Case class default values in constructor

[Tino]

Hi

I came across some odd behavior when using case classes with all default values in the constructor.
Basically I'm wondering if the outcome below is expected or am I doing it wrong?

Here is what I do:

### case class Test(name:String="Testing")
### val is : PartialFunction[Any,Unit] = { case Test(name) => println(name) }
### is(Test)
scala.MatchError: Test (of class Test$)
    at $anonfun$1.apply(<console>:9)
    at $anonfun$1.apply(<console>:9)
    at .<init>(<console>:11)
    at .<clinit>(<console>)
    at .<init>(<console>:11)
    at .<clinit>(<console>)
    at $print(<console>)
    at sun.reflect.NativeMethodAccessorImpl.invoke0(Native Method)
    at sun.reflect.NativeMethodAccessorImpl.invoke(Unknown Source)
    at sun.reflect.DelegatingMethodAccessorImpl.invoke(Unknown Source)
    at java.lang.reflect.Method.invoke(Unknown Source)
    at scala.tools.nsc.interpreter.IMain$ReadEvalPrint.call(IMain.scala:704)
    at scala.tools.nsc.interpreter.IMain$Request$$anonfun$14.apply(IMain.scala:920)
    at scala.tools.nsc.interpreter.Line$$anonfun$1.apply$mcV$sp(Line.scala:43)
    at scala.tools.nsc.io.package$$anon$2.run(package.scala:25)
    at java.lang.Thread.run(Unknown Source)
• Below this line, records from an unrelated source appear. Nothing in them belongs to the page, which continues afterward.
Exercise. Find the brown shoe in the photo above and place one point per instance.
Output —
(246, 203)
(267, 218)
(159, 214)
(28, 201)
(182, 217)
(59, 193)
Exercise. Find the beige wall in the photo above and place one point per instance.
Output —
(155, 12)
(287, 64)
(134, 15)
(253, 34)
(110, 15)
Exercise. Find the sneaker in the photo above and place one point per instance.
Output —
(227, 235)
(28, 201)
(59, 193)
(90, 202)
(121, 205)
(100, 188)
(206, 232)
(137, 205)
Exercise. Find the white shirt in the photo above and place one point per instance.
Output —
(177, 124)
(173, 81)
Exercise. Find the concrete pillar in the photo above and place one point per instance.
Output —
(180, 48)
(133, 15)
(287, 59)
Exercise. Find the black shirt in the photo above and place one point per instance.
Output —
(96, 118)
// using the following works as expected (no errors):
### is(new Test)
Testing

[Tino]

Ohhh, I think I just figured it out...

"Test" is the instance of the companion object and "new Test" is a new instance of the Test class. Hence I could simply do "Test()" and this would call "Test.apply()" and return me an instance of the Test class with the default values set.